Notice that $(kH)^m = H$ in $G/H$, and so $|kH| = r$ must divide $m$ which divides $n$.  Since $kH \in G/H$, we also have that $r$ divides $|G/H|$.  If $r >1$ then we have that $n$ and $|G/H|$ share a common factor greater than $1$, namely $r$.  But this is a contradiction since we have assumed $\gcd(n, |G/H|) = 1$.
So it must  be that the order of $kH$ is $1$, which then implies that $k \in H$.  Since $k \in K$ was arbitrary we have that $K \leq H$.  But this implies that $H = K$ since they have the same order.
A: Matt stokes has already given a good answer, but I think it's a bit indirect, using the orders of elements of the image of $K$ in $G/H$. Instead we can directly consider the size of the image of $K$ in $G/H$ and do the following.

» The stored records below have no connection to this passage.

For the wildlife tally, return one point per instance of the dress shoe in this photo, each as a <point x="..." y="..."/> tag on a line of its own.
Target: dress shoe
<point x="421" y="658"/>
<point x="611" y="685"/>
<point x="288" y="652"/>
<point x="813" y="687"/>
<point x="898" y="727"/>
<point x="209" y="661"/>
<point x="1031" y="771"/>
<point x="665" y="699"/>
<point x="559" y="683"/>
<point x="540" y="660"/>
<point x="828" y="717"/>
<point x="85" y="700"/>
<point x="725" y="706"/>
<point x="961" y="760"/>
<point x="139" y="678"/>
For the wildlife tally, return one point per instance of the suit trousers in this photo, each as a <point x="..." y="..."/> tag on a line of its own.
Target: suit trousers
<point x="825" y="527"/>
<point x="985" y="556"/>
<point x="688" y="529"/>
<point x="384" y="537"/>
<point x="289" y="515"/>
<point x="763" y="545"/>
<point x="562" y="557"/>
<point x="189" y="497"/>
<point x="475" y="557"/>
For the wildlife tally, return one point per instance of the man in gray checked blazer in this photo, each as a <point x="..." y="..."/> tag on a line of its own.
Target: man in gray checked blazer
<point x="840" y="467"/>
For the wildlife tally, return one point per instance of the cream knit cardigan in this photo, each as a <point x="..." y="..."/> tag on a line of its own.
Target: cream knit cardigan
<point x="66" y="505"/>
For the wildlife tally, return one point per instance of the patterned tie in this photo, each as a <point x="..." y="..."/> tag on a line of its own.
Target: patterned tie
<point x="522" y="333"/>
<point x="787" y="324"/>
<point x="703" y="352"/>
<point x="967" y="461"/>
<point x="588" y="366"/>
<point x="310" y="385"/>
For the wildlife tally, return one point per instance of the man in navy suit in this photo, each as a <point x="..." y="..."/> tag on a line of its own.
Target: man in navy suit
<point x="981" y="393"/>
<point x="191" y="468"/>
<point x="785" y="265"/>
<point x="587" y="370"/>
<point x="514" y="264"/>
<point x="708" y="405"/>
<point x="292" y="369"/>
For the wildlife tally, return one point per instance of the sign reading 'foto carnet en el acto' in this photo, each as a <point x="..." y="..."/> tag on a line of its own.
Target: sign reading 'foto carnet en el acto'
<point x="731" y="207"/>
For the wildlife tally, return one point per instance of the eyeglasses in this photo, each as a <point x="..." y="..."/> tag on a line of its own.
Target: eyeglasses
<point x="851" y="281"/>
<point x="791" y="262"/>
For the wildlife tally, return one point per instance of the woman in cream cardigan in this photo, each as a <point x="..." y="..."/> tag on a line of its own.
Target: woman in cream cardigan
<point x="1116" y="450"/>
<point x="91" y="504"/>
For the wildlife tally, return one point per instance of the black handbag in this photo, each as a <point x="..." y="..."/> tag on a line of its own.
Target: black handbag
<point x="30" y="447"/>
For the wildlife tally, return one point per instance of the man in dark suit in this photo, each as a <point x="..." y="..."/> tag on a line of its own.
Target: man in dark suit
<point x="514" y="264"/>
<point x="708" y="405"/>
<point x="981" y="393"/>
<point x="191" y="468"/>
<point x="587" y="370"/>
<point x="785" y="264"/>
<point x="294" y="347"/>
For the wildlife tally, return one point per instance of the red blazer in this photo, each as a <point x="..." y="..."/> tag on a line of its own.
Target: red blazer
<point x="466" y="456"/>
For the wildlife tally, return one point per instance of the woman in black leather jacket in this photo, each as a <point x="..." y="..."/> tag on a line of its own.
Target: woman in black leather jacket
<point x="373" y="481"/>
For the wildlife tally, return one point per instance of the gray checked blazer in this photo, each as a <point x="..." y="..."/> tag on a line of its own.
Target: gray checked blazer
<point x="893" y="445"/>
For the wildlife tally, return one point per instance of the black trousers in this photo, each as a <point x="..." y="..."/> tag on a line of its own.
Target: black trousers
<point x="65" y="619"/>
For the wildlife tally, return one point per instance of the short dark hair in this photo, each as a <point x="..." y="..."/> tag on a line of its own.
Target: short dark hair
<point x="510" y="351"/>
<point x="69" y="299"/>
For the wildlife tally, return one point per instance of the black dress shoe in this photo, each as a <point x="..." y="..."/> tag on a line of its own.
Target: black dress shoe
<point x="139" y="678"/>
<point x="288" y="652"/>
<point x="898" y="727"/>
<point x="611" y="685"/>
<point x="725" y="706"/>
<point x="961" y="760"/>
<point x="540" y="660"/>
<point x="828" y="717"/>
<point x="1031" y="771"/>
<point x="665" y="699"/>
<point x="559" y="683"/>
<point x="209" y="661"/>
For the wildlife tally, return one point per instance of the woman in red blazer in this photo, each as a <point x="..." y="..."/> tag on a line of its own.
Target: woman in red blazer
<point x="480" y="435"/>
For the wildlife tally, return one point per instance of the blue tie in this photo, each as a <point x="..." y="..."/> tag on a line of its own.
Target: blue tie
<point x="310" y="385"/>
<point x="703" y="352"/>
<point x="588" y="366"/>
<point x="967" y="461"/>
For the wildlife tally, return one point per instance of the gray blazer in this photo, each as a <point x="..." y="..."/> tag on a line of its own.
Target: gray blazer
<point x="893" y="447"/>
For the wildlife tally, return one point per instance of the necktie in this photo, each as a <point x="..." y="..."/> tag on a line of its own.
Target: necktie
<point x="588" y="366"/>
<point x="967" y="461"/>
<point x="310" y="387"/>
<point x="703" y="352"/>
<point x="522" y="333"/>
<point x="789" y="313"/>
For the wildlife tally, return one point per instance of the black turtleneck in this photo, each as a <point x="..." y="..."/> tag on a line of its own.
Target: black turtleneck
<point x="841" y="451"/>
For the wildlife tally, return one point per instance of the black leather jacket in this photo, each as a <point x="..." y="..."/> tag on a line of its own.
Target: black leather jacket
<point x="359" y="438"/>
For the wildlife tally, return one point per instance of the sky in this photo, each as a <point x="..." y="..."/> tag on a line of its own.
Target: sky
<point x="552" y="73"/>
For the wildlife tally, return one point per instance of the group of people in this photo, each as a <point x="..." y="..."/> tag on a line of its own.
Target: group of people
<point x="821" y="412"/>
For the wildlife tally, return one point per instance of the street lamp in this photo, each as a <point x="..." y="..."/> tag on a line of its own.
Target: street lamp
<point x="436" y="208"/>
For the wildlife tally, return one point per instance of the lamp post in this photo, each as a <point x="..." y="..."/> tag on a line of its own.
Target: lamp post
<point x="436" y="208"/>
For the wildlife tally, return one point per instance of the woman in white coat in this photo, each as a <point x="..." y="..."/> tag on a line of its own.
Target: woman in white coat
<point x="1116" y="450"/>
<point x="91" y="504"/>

Let $\phi : G\to G/H$ be the quotient map. Consider $\phi(K)$. By the first isomorphism theorem, we have $\phi(K)\cong K/K\cap H$, so $|\phi(K)|=|K/K\cap H|$, and $|\phi(K)|$ divides $|K|=|H|$, however $\phi(K)$ is also a subgroup of $G/H$, so $|\phi(K)|$ divides $|G/H|$. Hence $|\phi(K)|$ divides $\operatorname{gcd}(|H|,|G/H|)=1$. Thus $|\phi(K)|=1$, so $K\subseteq H$, and since $|K|=|H|$, this implies $K=H$.